Além de documentar o absurdo do Estado legislar com poder draconiano sobre o corpo (e os desejos) da mulher, o filme constrói sufocante corrida contra o tempo. A cada dia que passa, maiores são as angústias de Anne. A barriga cresce, os recursos para o aborto tornam-se cada vez mais difíceis, as ajudas de terceiros (as amigas Brigitte e Olivia, o ambíguo Jean) cada vez mais complicadas. Praticamente sozinha ela tem que enfrentar a tudo e a todos.

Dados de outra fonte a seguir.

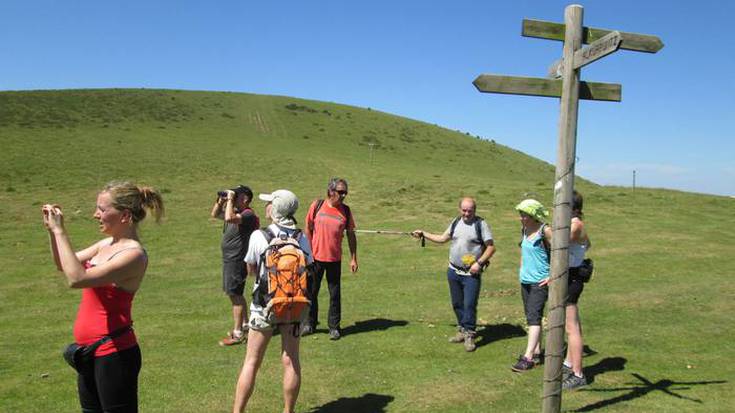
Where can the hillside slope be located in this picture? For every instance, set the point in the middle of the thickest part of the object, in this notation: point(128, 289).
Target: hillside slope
point(655, 309)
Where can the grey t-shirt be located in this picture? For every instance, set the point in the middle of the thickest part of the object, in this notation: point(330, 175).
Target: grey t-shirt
point(465, 248)
point(235, 237)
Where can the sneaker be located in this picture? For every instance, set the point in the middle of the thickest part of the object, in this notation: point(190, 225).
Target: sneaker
point(458, 338)
point(522, 365)
point(573, 382)
point(306, 329)
point(232, 339)
point(469, 342)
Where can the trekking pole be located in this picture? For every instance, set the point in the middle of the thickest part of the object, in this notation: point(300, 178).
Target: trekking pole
point(389, 232)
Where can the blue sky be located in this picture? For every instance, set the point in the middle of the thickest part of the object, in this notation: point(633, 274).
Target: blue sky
point(415, 59)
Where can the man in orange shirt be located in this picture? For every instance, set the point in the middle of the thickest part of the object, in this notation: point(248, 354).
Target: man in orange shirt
point(326, 222)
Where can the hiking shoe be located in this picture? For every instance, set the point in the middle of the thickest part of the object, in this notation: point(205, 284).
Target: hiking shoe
point(538, 359)
point(469, 342)
point(458, 338)
point(306, 329)
point(565, 372)
point(232, 339)
point(573, 382)
point(523, 364)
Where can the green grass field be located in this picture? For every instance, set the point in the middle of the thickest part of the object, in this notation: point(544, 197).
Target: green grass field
point(658, 313)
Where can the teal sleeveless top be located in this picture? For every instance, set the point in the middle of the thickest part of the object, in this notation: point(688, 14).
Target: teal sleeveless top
point(534, 259)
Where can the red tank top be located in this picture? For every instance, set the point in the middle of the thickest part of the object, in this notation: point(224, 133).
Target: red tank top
point(102, 311)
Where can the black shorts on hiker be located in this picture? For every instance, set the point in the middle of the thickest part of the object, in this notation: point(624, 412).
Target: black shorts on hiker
point(534, 299)
point(233, 277)
point(574, 289)
point(112, 384)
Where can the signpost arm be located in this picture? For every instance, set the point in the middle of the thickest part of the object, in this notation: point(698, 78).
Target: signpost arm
point(564, 184)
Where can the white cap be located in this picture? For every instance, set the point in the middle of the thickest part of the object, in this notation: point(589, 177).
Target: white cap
point(284, 205)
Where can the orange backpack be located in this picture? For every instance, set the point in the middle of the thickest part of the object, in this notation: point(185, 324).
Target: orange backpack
point(285, 298)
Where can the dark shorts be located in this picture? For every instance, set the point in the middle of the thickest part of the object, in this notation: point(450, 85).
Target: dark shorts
point(233, 277)
point(112, 384)
point(575, 288)
point(534, 299)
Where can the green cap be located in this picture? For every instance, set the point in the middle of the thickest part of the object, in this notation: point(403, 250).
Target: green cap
point(534, 209)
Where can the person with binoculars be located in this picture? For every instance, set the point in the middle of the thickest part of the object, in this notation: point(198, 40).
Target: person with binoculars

O título de Ernaux, de alcance aberto, foi mantido por Diwan. Mas, em sua narrativa, ela registra o poder arrasador do calendário, o mesmo presente nos filmes de Cristian Mungiu e de Eliza Hittman. O romeno recorreu aos meses-semanas-dias da implacável folhinha. A estaduniense às repetitivas perguntas-questionários a que são submetidas as jovens que buscam interromper a gravidez, depois de enfrentar angústias e obstáculos. E ver o tempo passando.

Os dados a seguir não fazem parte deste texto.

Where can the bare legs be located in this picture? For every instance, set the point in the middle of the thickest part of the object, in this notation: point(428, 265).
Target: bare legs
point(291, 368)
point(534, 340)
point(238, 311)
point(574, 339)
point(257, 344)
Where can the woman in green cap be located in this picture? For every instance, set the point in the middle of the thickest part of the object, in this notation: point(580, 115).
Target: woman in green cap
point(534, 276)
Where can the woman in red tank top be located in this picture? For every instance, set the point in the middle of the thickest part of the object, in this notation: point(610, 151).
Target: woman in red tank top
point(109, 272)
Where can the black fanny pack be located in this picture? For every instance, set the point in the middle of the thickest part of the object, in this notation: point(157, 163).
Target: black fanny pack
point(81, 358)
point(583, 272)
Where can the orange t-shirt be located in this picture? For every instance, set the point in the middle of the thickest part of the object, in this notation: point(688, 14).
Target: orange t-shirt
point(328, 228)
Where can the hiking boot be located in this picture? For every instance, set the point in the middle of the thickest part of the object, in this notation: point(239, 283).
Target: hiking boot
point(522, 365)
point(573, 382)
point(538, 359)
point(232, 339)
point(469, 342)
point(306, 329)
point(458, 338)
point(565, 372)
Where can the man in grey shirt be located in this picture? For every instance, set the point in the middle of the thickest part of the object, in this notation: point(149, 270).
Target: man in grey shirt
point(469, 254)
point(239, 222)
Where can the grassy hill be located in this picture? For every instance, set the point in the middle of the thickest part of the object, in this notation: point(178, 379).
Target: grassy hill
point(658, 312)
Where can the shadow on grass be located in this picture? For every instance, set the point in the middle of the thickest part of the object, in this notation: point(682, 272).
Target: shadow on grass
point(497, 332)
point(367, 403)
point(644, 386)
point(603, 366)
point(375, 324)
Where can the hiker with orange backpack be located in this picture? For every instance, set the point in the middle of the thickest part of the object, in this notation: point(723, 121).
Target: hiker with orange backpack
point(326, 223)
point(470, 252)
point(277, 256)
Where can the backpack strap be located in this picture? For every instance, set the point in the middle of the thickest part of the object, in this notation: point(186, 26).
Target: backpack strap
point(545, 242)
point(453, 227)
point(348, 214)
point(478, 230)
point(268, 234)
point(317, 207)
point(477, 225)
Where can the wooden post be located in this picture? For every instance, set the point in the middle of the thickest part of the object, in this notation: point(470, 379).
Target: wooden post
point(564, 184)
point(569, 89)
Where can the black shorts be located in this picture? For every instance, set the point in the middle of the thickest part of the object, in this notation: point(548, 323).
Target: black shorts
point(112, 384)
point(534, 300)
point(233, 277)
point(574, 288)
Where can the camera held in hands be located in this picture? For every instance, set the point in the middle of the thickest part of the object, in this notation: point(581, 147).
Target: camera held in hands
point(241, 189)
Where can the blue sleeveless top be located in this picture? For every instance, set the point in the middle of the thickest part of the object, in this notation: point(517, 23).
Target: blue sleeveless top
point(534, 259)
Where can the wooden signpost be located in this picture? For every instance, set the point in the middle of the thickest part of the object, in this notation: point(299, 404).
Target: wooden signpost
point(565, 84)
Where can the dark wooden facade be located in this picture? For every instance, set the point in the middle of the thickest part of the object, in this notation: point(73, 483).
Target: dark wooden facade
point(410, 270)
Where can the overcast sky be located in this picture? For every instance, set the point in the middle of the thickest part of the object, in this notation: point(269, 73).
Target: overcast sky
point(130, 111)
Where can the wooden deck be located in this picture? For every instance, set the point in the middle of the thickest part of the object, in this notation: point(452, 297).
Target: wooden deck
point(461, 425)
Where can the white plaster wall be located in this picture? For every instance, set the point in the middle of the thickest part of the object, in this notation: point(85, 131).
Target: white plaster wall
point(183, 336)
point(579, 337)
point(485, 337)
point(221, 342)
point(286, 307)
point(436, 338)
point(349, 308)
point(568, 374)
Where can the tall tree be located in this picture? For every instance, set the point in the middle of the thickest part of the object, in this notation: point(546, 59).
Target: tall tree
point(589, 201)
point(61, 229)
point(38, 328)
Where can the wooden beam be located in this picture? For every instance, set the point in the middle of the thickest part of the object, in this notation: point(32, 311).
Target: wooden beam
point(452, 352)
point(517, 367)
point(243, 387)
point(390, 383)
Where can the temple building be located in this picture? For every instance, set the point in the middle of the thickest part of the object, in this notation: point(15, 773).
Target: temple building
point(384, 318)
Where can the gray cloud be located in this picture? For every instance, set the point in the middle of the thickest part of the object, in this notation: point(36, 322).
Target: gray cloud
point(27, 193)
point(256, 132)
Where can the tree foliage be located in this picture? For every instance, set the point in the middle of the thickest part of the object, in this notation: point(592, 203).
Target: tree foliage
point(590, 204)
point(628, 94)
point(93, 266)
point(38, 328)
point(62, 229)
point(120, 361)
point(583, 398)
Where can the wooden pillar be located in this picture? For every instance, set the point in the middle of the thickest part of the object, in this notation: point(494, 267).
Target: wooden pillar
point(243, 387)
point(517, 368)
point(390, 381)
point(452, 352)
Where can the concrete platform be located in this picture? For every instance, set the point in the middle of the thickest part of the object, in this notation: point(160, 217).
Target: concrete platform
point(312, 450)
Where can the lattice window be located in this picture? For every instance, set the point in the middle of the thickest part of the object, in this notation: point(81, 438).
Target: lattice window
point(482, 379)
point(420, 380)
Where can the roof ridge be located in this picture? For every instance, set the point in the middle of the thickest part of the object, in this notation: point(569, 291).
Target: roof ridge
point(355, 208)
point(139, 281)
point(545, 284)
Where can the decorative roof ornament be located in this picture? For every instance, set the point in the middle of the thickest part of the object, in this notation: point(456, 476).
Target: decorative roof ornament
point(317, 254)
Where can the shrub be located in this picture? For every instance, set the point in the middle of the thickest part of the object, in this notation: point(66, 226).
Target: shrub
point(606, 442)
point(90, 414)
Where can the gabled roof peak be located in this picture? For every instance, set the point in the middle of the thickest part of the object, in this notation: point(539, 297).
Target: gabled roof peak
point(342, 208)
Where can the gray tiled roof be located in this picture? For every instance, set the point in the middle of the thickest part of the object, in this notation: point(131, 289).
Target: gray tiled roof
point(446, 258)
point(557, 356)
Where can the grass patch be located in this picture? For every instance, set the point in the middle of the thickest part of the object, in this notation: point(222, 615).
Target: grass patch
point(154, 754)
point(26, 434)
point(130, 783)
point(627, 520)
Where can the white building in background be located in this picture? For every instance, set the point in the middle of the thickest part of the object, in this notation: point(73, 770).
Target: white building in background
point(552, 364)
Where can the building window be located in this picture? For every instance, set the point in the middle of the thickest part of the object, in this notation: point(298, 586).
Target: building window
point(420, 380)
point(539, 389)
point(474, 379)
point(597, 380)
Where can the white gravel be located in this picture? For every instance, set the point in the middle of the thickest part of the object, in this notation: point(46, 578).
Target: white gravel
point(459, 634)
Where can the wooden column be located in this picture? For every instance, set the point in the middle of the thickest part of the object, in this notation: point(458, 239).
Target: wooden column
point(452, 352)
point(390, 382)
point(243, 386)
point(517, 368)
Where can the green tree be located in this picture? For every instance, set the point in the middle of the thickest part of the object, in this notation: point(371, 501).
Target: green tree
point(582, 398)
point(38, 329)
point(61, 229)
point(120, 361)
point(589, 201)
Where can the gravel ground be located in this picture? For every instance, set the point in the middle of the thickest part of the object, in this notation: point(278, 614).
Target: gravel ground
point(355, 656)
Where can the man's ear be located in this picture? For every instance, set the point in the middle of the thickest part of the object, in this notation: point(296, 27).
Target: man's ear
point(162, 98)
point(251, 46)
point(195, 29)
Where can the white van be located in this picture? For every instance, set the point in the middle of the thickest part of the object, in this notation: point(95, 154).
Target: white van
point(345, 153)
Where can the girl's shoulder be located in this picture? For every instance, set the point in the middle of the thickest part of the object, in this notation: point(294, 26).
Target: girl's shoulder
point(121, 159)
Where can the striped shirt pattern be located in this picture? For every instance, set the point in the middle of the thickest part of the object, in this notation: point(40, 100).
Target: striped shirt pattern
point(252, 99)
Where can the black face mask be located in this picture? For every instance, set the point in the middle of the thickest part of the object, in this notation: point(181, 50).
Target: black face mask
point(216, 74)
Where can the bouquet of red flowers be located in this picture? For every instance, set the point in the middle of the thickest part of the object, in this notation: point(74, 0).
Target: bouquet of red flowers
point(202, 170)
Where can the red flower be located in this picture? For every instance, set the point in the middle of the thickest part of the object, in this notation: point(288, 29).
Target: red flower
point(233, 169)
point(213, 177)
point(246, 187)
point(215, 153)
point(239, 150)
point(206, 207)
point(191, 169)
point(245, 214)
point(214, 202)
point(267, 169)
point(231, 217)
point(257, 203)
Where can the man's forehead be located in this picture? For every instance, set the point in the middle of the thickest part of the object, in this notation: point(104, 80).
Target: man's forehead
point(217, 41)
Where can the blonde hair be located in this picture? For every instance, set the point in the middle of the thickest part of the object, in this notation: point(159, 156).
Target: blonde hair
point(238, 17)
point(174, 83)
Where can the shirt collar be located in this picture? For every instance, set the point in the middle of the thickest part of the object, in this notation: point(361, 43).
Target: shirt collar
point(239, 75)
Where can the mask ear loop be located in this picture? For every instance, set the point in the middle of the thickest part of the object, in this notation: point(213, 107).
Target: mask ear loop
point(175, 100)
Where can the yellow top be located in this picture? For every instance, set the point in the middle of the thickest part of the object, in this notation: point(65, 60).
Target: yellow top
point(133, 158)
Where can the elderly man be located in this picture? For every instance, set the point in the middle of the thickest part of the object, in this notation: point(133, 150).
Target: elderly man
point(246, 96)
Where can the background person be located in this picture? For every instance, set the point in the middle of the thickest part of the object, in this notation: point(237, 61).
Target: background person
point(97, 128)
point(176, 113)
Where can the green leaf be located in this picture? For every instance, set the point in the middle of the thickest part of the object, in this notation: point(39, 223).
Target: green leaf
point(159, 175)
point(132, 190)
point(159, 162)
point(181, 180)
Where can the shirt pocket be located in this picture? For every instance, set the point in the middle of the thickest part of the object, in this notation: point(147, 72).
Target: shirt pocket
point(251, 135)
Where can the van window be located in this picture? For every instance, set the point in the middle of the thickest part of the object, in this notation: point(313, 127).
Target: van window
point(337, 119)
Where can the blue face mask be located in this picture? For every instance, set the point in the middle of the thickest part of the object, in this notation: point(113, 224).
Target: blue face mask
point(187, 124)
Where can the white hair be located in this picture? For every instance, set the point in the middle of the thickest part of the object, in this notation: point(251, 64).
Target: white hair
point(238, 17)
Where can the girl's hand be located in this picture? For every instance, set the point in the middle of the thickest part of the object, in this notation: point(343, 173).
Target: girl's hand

Nesse momento em que a Suprema Corte dos EUA promove grave retrocesso na legislação do país que se vangloria de ser a maior democracia do mundo e em que o Brasil vive sob o obscurantismo da extrema-direita, ver “O Acontecimento” é passar menos de duas horas diante de um filme não-dogmático, que nunca recorre à catequese das centenas de narrativas publicitárias (disfarçadas em formatos fílmicos) colocadas na internet. Quem defende o aborto, só o faz para que ele seja praticado por quem não enfrentará problemas de consciência. Ninguém o defende como prática obrigatória a todas as mulheres. Vale a redundância: ele será exercido como opção por quem dele necessitar e, por vontade própria. E, redundância das redundâncias, sem ferir princípios religiosos ou dramas de consciência.

 

O Acontecimento | L’Evénément
França, 100 minutos, 2022
Direção: Audrey Diwan
Roteiro: Audrey Diwan e Marcia Romano (baseado no livro de Annie Ernaux)
Elenco: Anamaria Vartolomei, Luana Bajrami, Louise Orry-Diquero, Kacey Mottet Klein, Louise Chevillotte, Pio Marmaï, Sandrine Bonnaire
Fotografia: Laurent Tangy
Montagem: Géraldine Mangenot
Música: Evgueni Galperine, Sacha Galperine
Censura: 16 anos

A diretora: Audrey Diwan (1980), cineasta francesa de origem libanesa. Antes de tornar-se diretora, trabalhou como jornalista e roteirista. Ela é membro do Collectif 50/50, ONG francesa que promove a igualdade entre homens e mulheres na indústria cinematográfica. Seu primeiro longa foi “Mais Vous Êtes Fous”, de 2019.